The Orange Book, formally titled "Approved Drug Products with Therapeutic Equivalence Evaluations", is the FDA's official catalog of all approved prescription and over-the-counter drug products in the United States, along with the patents and exclusivity periods associated with each. It is the authoritative reference that generic drug manufacturers must consult when preparing Abbreviated New Drug Applications (ANDAs), and it plays a central role in pharmaceutical patent strategy. Drug manufacturers submit patent information to the FDA for listing in the Orange Book when their New Drug Applications (NDAs) are approved. The listed patents typically cover the active ingredient, drug formulation, methods of use, or other aspects of the approved product. When a generic manufacturer files an ANDA, it must address each patent listed in the Orange Book for the reference drug through one of four certifications: Paragraph I (no patent listed), Paragraph II (patent has expired), Paragraph III (promise not to market until patent expires), or Paragraph IV (asserting the patent is invalid or not infringed). The Orange Book listing strategy is critical for brand-name companies because the patents listed serve as gatekeepers against generic entry. Companies strategically list patents that provide maximum defensive value, and they continue to add new patents as they are granted, a practice sometimes criticized as "patent thicketing." The Orange Book is publicly available and updated monthly, making it an essential resource for tracking pharmaceutical patent landscapes.

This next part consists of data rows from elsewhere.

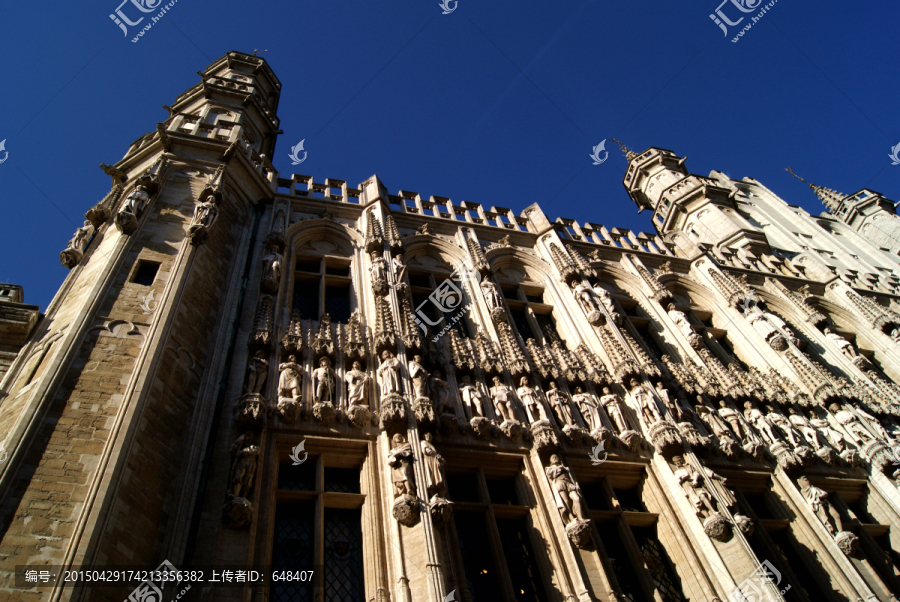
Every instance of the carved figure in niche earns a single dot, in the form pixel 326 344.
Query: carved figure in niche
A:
pixel 673 407
pixel 378 270
pixel 389 374
pixel 713 420
pixel 246 453
pixel 857 431
pixel 843 344
pixel 440 394
pixel 680 319
pixel 259 369
pixel 800 422
pixel 567 491
pixel 818 501
pixel 472 398
pixel 357 386
pixel 534 409
pixel 834 437
pixel 205 213
pixel 503 399
pixel 434 467
pixel 733 417
pixel 399 267
pixel 400 460
pixel 588 407
pixel 290 378
pixel 645 402
pixel 783 424
pixel 691 482
pixel 323 380
pixel 755 417
pixel 559 401
pixel 272 264
pixel 419 376
pixel 82 236
pixel 491 293
pixel 615 408
pixel 585 296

Generic companies, investors, and patent analysts all monitor Orange Book changes to anticipate when generic competition may emerge for specific drugs.

Frequently Asked Questions

What does Orange Book Listing mean?

The FDA's official publication listing approved drugs, their associated patents, and regulatory exclusivity periods.

Why is orange book listing important in patent law?

The Orange Book, formally titled "Approved Drug Products with Therapeutic Equivalence Evaluations", is the FDA's official catalog of all approved prescription and over-the-counter drug products in the United States, along with the patents and exclusivity periods associated with each. It is the autho...

this entity is one of the U.S. pharmaceutical patent expirations concepts that recurs across this site. The definition above is the technical answer; the paragraphs below add the practical context for how the concept connects to the the FDA Orange Book and USPTO patent records data behind every per-entity page on the site.

In the the FDA Orange Book and USPTO patent records data, this concept shapes one or more of the fields that drive the per-entity grades and rankings on this site. The methodology page describes which fields feed into which output; this glossary entry documents the underlying term.